Et puis patatras! Le 14 août, le Conseil fédéral admettait ce qu’il savait déjà depuis 2022 et que le Contrôle fédéral des finances lui avait déjà confirmé: qu’il n’y avait pas de «prix fixe» qui tienne et qu’on ne pourra éviter de payer entre 650 millions et 1,3 milliard de plus que prévu (sauf à acheter moins d’avions que décidé, ou de renoncer carrément à acheter ceux-là). En attendant sans doute qu’on nous annonce que le surcoût sera encore plus gros que celui auquel on s’est résigné. Au passage, on a appris que tout pays qui veut acheter du matériel militaire auprès d’une entreprise étasunienne doit en obtenir l’autorisation du gouvernement des USA. Et que le droit étasunien interdit à l’Etat fédéral d’enregistrer une perte dans une transaction portant sur du matériel militaire, et impose que tout surcoût soit répercuté sur le prix de vente du matériel vendu, sauf si ce surcoût est imputable au gouvernement américain – et comme ce n’est pas le cas s’agissant des F-35, faut payer… ou renoncer à l’achat.

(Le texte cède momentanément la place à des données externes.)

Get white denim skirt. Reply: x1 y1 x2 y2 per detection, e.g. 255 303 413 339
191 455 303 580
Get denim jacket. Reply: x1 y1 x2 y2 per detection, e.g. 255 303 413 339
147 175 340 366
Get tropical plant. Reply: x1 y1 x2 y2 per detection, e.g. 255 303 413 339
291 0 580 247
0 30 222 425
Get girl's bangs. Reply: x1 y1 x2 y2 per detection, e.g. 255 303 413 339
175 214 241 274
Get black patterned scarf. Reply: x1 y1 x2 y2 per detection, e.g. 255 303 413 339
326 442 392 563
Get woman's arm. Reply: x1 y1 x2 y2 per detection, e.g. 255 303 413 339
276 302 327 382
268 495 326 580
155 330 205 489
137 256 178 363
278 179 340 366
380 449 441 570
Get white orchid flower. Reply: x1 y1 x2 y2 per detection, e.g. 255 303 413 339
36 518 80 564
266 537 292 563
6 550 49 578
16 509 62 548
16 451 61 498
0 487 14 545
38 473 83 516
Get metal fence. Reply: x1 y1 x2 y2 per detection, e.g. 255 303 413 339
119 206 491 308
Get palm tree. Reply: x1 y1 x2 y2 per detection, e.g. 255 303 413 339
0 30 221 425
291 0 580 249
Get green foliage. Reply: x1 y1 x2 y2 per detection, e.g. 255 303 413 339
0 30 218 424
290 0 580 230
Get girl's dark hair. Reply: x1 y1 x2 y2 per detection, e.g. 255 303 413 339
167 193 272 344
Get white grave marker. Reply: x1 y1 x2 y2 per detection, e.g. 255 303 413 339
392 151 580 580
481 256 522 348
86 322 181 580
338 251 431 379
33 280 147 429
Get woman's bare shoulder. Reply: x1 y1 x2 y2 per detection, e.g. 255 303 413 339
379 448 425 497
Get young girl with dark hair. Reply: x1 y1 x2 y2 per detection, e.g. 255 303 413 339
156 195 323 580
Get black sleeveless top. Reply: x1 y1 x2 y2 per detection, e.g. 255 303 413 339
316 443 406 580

Alors, déjà que le choix du F-35 est entaché de fortes suspicions de manipulations dans l’évaluation des différents appareils et avionneurs en concurrence, apprendre qu’il pourrait coûter jusqu’à 25% de plus que ce qui a été voté par le parlement devrait précisément convaincre de renoncer à cet achat. Mais le Conseil fédéral ne veut pas y renoncer. Il préférerait acheter moins d’avions (mais toujours des F-35…) ou demander un crédit complémentaire au parlement. S’écraser, c’est un métier. La Suisse s’est pris 39% de droits de douane américains et 25% de surcoûts de l’achat d’avions de combat américains, mais ça ne lui suffit pas: Mieux – ou pire: le conseiller fédéral Martin Pfister, ci-devant nouveau ministre de la Défense, se déclare prêt à signer de nouveaux contrats avec eux. En leur disant merci, bravo, vous êtes grands, vous êtes forts, vous êtes les meilleurs.
Y’a pas à dire, on est bien gouvernés. Par Trump.